I'm uncomfortably excited and pleased with a piece that I recently finished. The composition, materials, and the overall tone of the finished product all converged on an unexpected sweet spot for me.
Admittedly, a lot of the work I prefer to do is hard to look at. This piece feels a bit more easy on the eyes, yet has something to say, yet also isn't heavy handed in getting that done. And, I liked doing it. Dare I say a triumph? Or at least a triumph on a smaller scale...like a 5th-graders-end-of-the-year pizza party?

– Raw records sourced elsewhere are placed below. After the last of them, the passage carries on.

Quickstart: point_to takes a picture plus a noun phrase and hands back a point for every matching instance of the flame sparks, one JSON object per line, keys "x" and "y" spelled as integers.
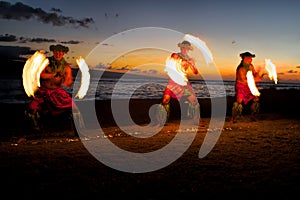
{"x": 251, "y": 84}
{"x": 32, "y": 70}
{"x": 174, "y": 71}
{"x": 85, "y": 77}
{"x": 271, "y": 68}
{"x": 200, "y": 45}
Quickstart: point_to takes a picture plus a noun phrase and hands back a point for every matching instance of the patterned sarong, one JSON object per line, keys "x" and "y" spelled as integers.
{"x": 177, "y": 91}
{"x": 243, "y": 92}
{"x": 55, "y": 101}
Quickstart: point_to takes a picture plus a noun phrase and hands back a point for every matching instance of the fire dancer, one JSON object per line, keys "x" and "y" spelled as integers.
{"x": 51, "y": 97}
{"x": 243, "y": 92}
{"x": 179, "y": 89}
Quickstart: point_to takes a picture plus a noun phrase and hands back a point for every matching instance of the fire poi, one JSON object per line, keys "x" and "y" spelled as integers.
{"x": 271, "y": 69}
{"x": 38, "y": 62}
{"x": 177, "y": 67}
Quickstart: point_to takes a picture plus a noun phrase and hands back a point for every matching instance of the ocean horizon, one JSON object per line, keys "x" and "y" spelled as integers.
{"x": 132, "y": 87}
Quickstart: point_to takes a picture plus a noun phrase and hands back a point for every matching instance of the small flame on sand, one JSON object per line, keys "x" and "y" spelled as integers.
{"x": 271, "y": 68}
{"x": 32, "y": 70}
{"x": 251, "y": 84}
{"x": 85, "y": 77}
{"x": 174, "y": 71}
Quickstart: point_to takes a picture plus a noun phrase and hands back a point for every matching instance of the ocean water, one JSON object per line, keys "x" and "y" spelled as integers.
{"x": 12, "y": 91}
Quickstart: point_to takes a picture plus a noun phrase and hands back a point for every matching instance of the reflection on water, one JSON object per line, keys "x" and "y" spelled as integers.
{"x": 12, "y": 91}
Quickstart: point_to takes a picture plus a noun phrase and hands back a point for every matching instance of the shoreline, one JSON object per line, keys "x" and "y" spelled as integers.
{"x": 250, "y": 159}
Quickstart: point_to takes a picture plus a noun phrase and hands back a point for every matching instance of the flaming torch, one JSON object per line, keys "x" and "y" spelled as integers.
{"x": 32, "y": 70}
{"x": 38, "y": 62}
{"x": 200, "y": 45}
{"x": 271, "y": 68}
{"x": 174, "y": 71}
{"x": 85, "y": 77}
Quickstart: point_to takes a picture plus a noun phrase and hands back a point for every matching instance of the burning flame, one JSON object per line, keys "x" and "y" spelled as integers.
{"x": 175, "y": 72}
{"x": 271, "y": 68}
{"x": 251, "y": 84}
{"x": 200, "y": 45}
{"x": 32, "y": 70}
{"x": 85, "y": 77}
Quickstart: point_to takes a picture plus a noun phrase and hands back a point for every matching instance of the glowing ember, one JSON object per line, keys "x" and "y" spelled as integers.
{"x": 32, "y": 70}
{"x": 201, "y": 45}
{"x": 85, "y": 77}
{"x": 251, "y": 84}
{"x": 175, "y": 71}
{"x": 271, "y": 68}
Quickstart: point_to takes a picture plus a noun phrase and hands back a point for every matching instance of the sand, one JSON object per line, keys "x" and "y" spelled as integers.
{"x": 251, "y": 159}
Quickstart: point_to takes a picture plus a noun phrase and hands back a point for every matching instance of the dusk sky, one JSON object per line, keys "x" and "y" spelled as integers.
{"x": 269, "y": 29}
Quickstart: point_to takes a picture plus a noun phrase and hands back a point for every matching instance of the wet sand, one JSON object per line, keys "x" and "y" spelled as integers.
{"x": 251, "y": 159}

Pammela Springfield, at Cannibals Gallery, had a vision for a Day of the Dead show for the month of October. I started working on
Elisha Didn't Get to Say Goodbye with that in mind. Actually, I had been wrestling with a completely different idea, of showing a Elisha in tears, staring at the empty robe laying on the road left behind by Elijah, who moments before was caught up in a fiery chariot. I couldn't really wrap my creative skull around that...seemed like it might be better expressed through cgi/special effects...but then that might have some ObiWan Kenobi connotations that I don't want. One morning, before the concerns of the day crept in, I had a eureka moment of seeing the trees expressing this event instead. For me, a tree uprooted and flying up into the air seems somehow more improbable, than your average everyday rapture. The trees can convey a human figure, and grouped together, or alone, they can provide a tone of companionship or solitude. And that literal motion of being uprooted poses some deep connotative territory for further exploration.
I find that my non-art life has been competing all the more defiantly for my attention, so it is a real gift to be excited about my creative work. This motivation and pleasure with my work is probably exactly what I need to carry me through until things calm back down in the other realms.